Wick, The Whorled Mind
The first of these we’ll discuss today is Wick, the Whorled Mind. Although you only need black mana to cast this card, it has an activated ability that uses blue and red as well. This means you can run it as a blue/black/red, or Grixis, Commander. Wick is a bit of a typal bridge card. It’s a Rat itself and cares about you playing other Rats, but it also makes and buffs Snail tokens, so it’s a mixed bag.
Snails aren’t a focus type in Bloomburrow. In fact, they’re barely a type at all. The only other Snail printed in Magic prior to this was Skullcap Snail in The Lost Caverns of Ixalan. That’s not a problem for Wick though. He makes a Snail, or buffs the one you have, whenever a Rat enters under your control. There are plenty of ways to get a large number of Rat tokens out at once, meaning you can easily generate a huge Snail. Song of Totentanz is a great pick for this, and Standard-legal to boot.

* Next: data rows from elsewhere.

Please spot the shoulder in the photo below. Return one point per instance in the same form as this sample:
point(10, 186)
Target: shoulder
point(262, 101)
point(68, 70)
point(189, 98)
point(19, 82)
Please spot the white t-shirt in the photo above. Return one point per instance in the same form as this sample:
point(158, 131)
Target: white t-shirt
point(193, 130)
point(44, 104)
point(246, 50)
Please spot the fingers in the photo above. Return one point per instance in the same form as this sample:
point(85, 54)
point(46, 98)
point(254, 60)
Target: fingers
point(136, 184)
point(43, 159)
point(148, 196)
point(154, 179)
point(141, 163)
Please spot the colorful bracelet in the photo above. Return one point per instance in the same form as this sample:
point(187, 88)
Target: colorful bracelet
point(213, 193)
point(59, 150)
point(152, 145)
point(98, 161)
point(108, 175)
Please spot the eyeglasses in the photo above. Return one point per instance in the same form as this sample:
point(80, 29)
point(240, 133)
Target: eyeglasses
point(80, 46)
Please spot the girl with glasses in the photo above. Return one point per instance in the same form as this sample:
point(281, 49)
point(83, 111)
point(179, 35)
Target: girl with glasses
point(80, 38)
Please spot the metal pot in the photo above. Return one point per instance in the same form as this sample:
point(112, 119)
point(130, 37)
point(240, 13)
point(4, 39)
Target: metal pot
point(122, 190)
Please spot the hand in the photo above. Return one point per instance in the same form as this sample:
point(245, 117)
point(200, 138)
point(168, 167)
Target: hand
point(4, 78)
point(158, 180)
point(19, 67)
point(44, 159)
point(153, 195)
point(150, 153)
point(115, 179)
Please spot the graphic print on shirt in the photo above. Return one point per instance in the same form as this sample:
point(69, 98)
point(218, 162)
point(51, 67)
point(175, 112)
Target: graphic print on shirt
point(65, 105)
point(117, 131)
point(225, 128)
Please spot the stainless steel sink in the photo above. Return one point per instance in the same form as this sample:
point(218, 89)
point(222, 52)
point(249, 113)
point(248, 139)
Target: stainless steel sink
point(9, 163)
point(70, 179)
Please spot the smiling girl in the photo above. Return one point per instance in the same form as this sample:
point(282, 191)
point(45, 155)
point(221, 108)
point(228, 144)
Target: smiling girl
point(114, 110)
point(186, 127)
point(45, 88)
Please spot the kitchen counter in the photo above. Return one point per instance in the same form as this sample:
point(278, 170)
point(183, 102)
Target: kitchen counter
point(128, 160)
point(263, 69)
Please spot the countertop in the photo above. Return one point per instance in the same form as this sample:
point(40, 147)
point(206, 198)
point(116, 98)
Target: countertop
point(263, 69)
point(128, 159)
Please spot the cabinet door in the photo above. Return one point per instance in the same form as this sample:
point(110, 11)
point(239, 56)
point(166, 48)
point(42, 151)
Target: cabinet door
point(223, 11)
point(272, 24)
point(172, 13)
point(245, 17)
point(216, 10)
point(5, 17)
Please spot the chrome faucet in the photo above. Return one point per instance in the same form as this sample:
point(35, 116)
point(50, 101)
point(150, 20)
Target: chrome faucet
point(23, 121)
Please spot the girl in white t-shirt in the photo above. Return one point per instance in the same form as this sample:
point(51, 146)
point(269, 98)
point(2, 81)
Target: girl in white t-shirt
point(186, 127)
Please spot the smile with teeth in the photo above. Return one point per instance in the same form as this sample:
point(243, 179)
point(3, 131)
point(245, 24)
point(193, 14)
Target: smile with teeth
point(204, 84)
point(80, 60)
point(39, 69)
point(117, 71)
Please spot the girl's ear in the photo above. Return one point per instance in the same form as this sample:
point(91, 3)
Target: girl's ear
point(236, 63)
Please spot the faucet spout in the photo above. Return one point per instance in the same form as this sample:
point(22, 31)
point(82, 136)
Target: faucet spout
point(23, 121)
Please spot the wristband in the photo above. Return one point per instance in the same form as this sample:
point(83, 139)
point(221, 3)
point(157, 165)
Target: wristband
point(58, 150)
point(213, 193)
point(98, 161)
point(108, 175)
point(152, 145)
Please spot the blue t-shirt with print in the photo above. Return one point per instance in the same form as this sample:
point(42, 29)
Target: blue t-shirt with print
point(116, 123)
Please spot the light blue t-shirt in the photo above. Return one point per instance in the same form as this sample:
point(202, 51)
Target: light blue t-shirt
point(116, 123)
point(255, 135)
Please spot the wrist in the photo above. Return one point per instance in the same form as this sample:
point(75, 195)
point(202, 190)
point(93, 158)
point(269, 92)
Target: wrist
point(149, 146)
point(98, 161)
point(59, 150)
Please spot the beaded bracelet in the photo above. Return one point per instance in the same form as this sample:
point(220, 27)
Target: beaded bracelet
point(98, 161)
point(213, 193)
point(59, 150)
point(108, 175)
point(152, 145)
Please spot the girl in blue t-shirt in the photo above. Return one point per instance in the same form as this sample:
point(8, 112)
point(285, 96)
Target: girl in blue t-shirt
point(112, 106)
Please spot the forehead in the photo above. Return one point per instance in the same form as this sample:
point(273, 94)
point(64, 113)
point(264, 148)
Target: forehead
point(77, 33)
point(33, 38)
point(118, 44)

Once you’ve stacked up your Snail, you can sacrifice it to Wick’s ability. This will deal damage to each of your opponents, and draw you cards, equal to the final power of the Snail in question. If you’ve really gone crazy with the Rats, this can actually end the game on the spot. In most cases, however, it’ll be a handy reload with a nice bit of burn damage tacked on. Bear in mind that this ability only cares about the Snail’s power, so if you buff it up in other ways you can get a lot of potential value here.
Helga, Skittish Seer
Next on our rundown of tri-color Commanders spoiled recently for Bloomburrow, we have Helga, Skittish Seer. This is a classic value Commander. In the right deck, it gives you card draw, lifegain, power scaling, and mana ramp, all in one neat three-mana package. Not bad at all.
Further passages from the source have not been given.